Senators slam Equifax over business model
WASHINGTON — Senators on Wednesday slammed Equifax Inc. for making money off its massive data breach and said Americans should have more control over the vast amount of sensitive personal information that credit reporting companies have about them.
“Equifax and this whole industry should be completely transformed,” Sen. Elizabeth Warren, DMass., told the company’s former chief executive, Richard Smith, at a hearing. “Consumers — not you — should decide who gets access to their own data.”
Warren and other members of the Senate Banking Committee questioned a business model that allows Equifax and the other credit reporting companies to collect consumers’ data and then charge them to monitor for misuse of that information by identity thieves.
“I don’t pay extra in a restaurant to prevent the waiter from spitting in my food,” said Sen. John Kennedy, R-La. “I think this is a very clever business model you’ve come up with.”
Smith, who stepped down last week in the wake of the breach, faced a second straight day of sharp bipartisan criticism on Capitol Hill for the hack that exposed the Social Security numbers and birthdates of as many as 145.5 million U.S. customers.
Senators also were outraged about the revelation that Equifax last week was awarded a $7.3-million, nobid contract by the Internal Revenue Service to verify taxpayer identities and prevent fraudulent access to the data.
“I won’t ask for a show of hands in the room but I don’t know who would want to say we should buy fraud protection from the people who were just hacked and dumped 145 million American records,” said Sen. Ben Sasse, R-Neb.
The IRS said that Equifax was awarded a short-term contract to prevent a lapse in services and it was told by the company that no IRS data was involved in the breach.
“Following an internal review and an on-site visit with Equifax, the IRS believes the service Equifax provided does not pose a risk to IRS data or systems,” the statement said.
But the chairman and top Democrat on the Senate Finance Committee, which oversees the IRS, wrote to the agency’s commissioner Wednesday saying they were “taken aback” by the contract and asking for more details.
Sen. Mike Crapo, RIdaho, committee chairman, said that he believed there was bipartisan interest in legislation strengthening data security laws.
“The amount of data that the private industry and the government collect and store is very concerning,” Crapo told Smith.
As he did at a House hearing Tuesday, Smith apologized for human and technical errors that led to the data breach. But senators hammered him for Equifax’s failure to protect its data and then taking almost six weeks to notify the public of the breach.
Warren quoted a speech Smith gave in August in which he said fraud was a “huge opportunity” for Equifax because it could sell credit monitoring services.
“So the breach of your system has created more business opportunities for you,” she said.

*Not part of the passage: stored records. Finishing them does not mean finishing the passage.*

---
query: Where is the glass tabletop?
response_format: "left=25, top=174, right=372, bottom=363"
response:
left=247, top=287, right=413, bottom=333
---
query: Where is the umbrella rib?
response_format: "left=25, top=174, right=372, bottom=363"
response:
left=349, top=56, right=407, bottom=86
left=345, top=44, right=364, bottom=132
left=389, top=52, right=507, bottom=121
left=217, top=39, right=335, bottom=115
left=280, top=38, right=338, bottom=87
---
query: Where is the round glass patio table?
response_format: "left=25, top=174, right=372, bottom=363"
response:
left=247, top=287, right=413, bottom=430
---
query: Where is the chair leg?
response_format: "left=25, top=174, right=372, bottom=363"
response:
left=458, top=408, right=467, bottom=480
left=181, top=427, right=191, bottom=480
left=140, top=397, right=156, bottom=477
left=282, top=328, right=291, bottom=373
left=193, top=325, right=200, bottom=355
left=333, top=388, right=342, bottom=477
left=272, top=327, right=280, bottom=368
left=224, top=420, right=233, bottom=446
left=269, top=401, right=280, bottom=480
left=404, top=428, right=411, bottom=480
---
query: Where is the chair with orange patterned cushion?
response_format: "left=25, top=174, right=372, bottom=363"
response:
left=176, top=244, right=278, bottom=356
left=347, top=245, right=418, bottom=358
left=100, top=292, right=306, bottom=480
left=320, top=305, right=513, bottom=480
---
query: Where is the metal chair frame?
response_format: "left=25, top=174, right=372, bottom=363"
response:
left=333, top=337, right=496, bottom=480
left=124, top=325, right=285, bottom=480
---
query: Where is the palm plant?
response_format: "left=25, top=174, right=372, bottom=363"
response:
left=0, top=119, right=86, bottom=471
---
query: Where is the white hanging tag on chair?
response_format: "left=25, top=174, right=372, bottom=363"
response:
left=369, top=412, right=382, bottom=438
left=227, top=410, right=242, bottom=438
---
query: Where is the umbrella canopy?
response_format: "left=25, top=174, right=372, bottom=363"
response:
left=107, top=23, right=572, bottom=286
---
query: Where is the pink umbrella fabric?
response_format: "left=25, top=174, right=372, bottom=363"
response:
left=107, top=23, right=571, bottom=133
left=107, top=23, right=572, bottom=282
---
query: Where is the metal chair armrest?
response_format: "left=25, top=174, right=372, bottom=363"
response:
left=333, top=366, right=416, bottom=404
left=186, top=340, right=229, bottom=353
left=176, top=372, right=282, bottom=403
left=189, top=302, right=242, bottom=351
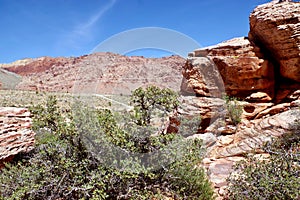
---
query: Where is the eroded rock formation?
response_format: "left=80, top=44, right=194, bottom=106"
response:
left=0, top=107, right=35, bottom=167
left=249, top=2, right=300, bottom=82
left=179, top=1, right=300, bottom=199
left=2, top=53, right=185, bottom=94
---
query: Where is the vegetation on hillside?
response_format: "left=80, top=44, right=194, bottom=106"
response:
left=0, top=88, right=214, bottom=200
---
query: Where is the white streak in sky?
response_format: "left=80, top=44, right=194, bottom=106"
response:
left=73, top=0, right=117, bottom=35
left=64, top=0, right=117, bottom=48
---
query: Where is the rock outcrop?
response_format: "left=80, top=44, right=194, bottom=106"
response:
left=179, top=1, right=300, bottom=199
left=249, top=2, right=300, bottom=82
left=2, top=53, right=185, bottom=94
left=183, top=38, right=274, bottom=97
left=0, top=107, right=35, bottom=168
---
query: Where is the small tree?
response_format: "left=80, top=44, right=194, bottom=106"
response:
left=224, top=96, right=243, bottom=125
left=131, top=86, right=179, bottom=125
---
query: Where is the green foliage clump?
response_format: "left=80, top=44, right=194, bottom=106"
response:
left=229, top=124, right=300, bottom=200
left=131, top=86, right=179, bottom=125
left=224, top=96, right=243, bottom=125
left=0, top=92, right=214, bottom=200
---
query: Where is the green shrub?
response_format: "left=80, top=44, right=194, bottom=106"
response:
left=130, top=86, right=179, bottom=125
left=224, top=96, right=243, bottom=125
left=0, top=94, right=214, bottom=200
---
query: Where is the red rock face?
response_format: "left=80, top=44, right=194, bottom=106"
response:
left=249, top=2, right=300, bottom=82
left=0, top=107, right=35, bottom=167
left=183, top=38, right=274, bottom=97
left=5, top=53, right=185, bottom=94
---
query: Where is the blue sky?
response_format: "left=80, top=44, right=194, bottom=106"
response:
left=0, top=0, right=268, bottom=63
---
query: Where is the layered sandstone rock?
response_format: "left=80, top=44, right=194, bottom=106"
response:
left=182, top=38, right=274, bottom=97
left=2, top=53, right=185, bottom=94
left=249, top=2, right=300, bottom=82
left=0, top=107, right=35, bottom=165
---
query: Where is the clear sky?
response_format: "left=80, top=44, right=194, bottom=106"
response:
left=0, top=0, right=268, bottom=63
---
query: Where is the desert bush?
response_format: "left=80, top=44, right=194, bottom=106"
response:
left=224, top=96, right=243, bottom=125
left=130, top=86, right=179, bottom=125
left=0, top=94, right=214, bottom=200
left=229, top=121, right=300, bottom=199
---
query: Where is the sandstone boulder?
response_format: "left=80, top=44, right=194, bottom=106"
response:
left=249, top=1, right=300, bottom=82
left=0, top=107, right=35, bottom=165
left=182, top=38, right=274, bottom=98
left=209, top=108, right=300, bottom=158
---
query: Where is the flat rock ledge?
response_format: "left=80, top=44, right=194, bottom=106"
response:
left=0, top=107, right=35, bottom=168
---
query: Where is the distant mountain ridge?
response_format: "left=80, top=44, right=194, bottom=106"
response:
left=0, top=53, right=185, bottom=94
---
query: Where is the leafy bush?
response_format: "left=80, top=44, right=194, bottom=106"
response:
left=224, top=96, right=243, bottom=125
left=229, top=126, right=300, bottom=199
left=0, top=94, right=214, bottom=200
left=131, top=86, right=179, bottom=125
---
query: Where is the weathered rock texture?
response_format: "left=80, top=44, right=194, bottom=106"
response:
left=249, top=2, right=300, bottom=82
left=2, top=53, right=185, bottom=94
left=179, top=1, right=300, bottom=199
left=186, top=38, right=274, bottom=97
left=185, top=2, right=300, bottom=102
left=0, top=107, right=35, bottom=167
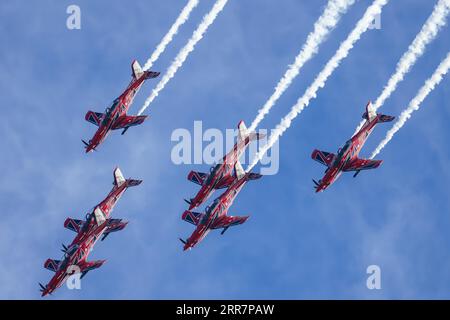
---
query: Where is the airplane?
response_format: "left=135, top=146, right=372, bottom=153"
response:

Equifax has offered a year of free credit monitoring to customers. So far 7.5 million people have signed up for it, Warren said. If 1 million of those decided to buy another year’s protection at $17 a month, that would generate more than $200 million for Equifax, Warren said.
The company also sells credit monitoring services to businesses and the government, she said. And Equifax is compensated for providing credit monitoring to LifeLock, an identity theft protection company that has seen a surge in business since the hack, Warren said.
“You’ve got three different ways Equifax is making money — millions of dollars — off its own screw-up,” Warren said.
“The incentives in this industry are completely out of whack,” she said.